Archive for October, 2009

Kaufman’s construction

October 23, 2009

This is a note on R. Kaufman’s paper An exceptional set for Hausdorff dimension

We construct a set D \subseteq \mathbb{R}^2 with \dim(D) = d < 1 and E \subseteq [0, \pi) with \dim(E) > 0 s.t. for all directions \theta \in E, \dim(\pi_\theta(D)) < d-\epsilon (the projection of D in direction \theta is less than d-\epsilon)

\forall \alpha >1, let (n_j)_{j=1}^\infty be an rapidly increasing sequence of integers.

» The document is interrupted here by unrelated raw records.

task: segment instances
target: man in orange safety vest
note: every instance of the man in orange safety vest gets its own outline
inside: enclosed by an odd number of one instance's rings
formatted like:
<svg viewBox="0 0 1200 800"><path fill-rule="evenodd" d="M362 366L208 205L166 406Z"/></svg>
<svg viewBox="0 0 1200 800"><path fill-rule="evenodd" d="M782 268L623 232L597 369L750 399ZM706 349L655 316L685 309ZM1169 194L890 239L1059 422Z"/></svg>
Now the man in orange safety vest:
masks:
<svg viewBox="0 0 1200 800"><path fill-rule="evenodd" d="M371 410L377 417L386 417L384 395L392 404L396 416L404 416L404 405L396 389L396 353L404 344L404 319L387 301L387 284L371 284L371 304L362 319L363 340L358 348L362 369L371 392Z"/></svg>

Define D_j = \{ (a, b)/n_j + \xi \ | \ a, b \in \mathbb{Z}, \ ||(a, b)|| \leq n_j; \ | \xi | \leq n_j^{- \alpha} \}

i.e. D_j = \bigcup \{ B((a,b)/n_j, 1/n_j^\alpha) \ | \ (a, b) \in \mathbb{Z}^2 \cap B( \overline{0}, n_j) \}

Let D = \bigcap_{j=1}^\infty D_j

\because \alpha > 1, \ (n_j) rapidly increasing, \dim(D) = 2 / \alpha

Let c \in (0, 1) be fixed, define E' = \{ t \in \mathbb{R} \ | \ \exists positive integer sequence (m_{j_i})_{i=1}^\infty s.t. m_{j_i} < C_1 n_{j_i}^c, \ || m_{j_i} t || < C_2 m_{j_i} / n_{j_i}^\alpha \}

\forall t \in E', \ \forall i \in \mathbb{N}, \ \forall p =  (a, b)/n_{j_i} + \xi \in D_{j_i}, we have:

| \langle p, (1, t) \rangle - a/n_{j_i} - bt/n_{j_i} | \leq (1+|t|)/n_{j_i}^\alpha

Let b = q m_{j_i} + r where 0 \leq r < m_{j_i}, |q m_{j_i}| < C n_{j_i}

\exists z_{j_i} \in \mathbb{Z}, \ | z_{j_i}  | < C | n_{j_i} |, \ | \theta |<1

bt = qm_{j_i}t +rt = X + rt + q \theta ||m_{j_i}t||